Tensorization is also provided out of the box: you can improve the previous models by simply using a Tucker Tensorized FNO with just a few parameters:

from neuralop.models import TFNO

operator = TFNO(n_modes=(16, 16), hidden_channels=64,
                in_channels=3,
                out_channels=1,
                factorization='tucker',
                implementation='factorized',
                rank=0.05)

This will use a Tucker factorization of the weights. The forward pass will be efficient by contracting directly the inputs with the factors of the decomposition. The Fourier layers will have 5% of the parameters of an equivalent, dense Fourier Neural Operator!

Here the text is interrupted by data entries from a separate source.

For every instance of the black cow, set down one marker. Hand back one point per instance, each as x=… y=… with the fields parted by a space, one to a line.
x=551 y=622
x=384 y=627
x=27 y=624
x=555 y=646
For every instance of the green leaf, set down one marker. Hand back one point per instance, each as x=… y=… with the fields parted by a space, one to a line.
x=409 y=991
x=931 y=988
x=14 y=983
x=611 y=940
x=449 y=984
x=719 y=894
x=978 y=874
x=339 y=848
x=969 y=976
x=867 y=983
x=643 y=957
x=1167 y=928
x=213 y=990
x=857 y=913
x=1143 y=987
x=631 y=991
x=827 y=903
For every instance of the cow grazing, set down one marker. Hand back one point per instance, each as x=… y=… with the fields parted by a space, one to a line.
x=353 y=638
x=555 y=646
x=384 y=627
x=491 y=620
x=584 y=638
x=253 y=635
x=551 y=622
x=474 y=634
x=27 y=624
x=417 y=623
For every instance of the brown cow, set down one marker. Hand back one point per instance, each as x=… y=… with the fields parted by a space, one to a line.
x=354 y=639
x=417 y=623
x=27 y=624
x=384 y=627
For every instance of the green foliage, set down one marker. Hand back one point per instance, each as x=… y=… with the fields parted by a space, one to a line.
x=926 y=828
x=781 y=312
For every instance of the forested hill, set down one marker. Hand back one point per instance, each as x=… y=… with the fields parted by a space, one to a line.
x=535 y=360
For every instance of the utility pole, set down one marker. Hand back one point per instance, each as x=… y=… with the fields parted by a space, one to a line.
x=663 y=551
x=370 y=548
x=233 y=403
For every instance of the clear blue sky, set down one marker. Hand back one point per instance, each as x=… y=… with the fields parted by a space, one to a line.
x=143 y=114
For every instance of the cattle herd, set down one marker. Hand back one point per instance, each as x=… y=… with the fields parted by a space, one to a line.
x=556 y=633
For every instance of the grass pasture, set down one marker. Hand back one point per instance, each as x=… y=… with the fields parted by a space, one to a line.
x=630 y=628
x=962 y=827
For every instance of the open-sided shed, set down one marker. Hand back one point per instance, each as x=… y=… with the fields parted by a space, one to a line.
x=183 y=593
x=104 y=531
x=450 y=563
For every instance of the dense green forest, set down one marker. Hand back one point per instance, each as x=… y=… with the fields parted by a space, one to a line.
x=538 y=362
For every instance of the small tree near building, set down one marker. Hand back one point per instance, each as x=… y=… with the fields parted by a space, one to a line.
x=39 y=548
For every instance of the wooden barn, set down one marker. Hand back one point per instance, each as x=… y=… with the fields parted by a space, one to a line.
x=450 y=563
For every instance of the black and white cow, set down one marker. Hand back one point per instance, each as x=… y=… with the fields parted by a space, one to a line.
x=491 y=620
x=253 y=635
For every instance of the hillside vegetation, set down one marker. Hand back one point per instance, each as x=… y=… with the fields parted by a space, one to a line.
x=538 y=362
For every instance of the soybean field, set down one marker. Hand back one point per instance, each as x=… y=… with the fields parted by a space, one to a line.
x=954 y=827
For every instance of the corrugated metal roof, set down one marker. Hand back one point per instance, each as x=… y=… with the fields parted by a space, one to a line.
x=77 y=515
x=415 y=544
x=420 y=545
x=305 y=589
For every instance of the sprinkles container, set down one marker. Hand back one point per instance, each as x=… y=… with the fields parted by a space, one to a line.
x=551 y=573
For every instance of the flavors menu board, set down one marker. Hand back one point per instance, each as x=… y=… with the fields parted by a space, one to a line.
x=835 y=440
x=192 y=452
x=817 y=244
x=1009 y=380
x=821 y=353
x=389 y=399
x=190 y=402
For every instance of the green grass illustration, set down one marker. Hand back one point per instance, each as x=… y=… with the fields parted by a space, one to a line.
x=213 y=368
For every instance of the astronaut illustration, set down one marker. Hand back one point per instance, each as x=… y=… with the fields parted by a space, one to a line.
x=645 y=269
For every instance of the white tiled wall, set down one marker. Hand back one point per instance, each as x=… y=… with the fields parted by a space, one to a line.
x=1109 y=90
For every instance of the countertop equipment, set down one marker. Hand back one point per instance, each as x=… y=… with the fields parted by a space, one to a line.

Checkout the documentation for more!

Using with weights and biases

Create a file in neuraloperator/config called wandb_api_key.txt and paste your Weights and Biases API key there. You can configure the project you want to use and your username in the main yaml configuration files.

Contributing code

All contributions are welcome! So if you spot a bug or even a typo or mistake in the documentation, please report it, and even better, open a Pull-Request on GitHub. Before you submit your changes, you should make sure your code adheres to our style-guide. The easiest way to do this is with black:

pip install black
black .

Running the tests

Testing and documentation are an essential part of this package and all functions come with uni-tests and documentation. The tests are ran using the pytest package. First install pytest:

pip install pytest

Then to run the test, simply run, in the terminal:

pytest -v neuralop

Citing

If you use NeuralOperator in an academic paper, please cite [1], [2]:

@misc{li2020fourier,
   title={Fourier Neural Operator for Parametric Partial Differential Equations},
   author={Zongyi Li and Nikola Kovachki and Kamyar Azizzadenesheli and Burigede Liu and Kaushik Bhattacharya and Andrew Stuart and Anima Anandkumar},
   year={2020},
   eprint={2010.08895},
   archivePrefix={arXiv},
   primaryClass={cs.LG}
}

@article{kovachki2021neural,
   author    = {Nikola B. Kovachki and
                  Zongyi Li and
                  Burigede Liu and
                  Kamyar Azizzadenesheli and
                  Kaushik Bhattacharya and
                  Andrew M. Stuart and
                  Anima Anandkumar},
   title     = {Neural Operator: Learning Maps Between Function Spaces},
   journal   = {CoRR},
   volume    = {abs/2108.08481},
   year      = {2021},
}

[1]	Li, Z., Kovachki, N., Azizzadenesheli, K., Liu, B., Bhattacharya, K., Stuart, A., and Anandkumar A., “Fourier Neural Operator for Parametric Partial Differential Equations”, ICLR, 2021. doi:10.48550/arXiv.2010.08895.

[2]	Kovachki, N., Li, Z., Liu, B., Azizzadenesheli, K., Bhattacharya, K., Stuart, A., and Anandkumar A., “Neural Operator: Learning Maps Between Function Spaces”, JMLR, 2021. doi:10.48550/arXiv.2108.08481.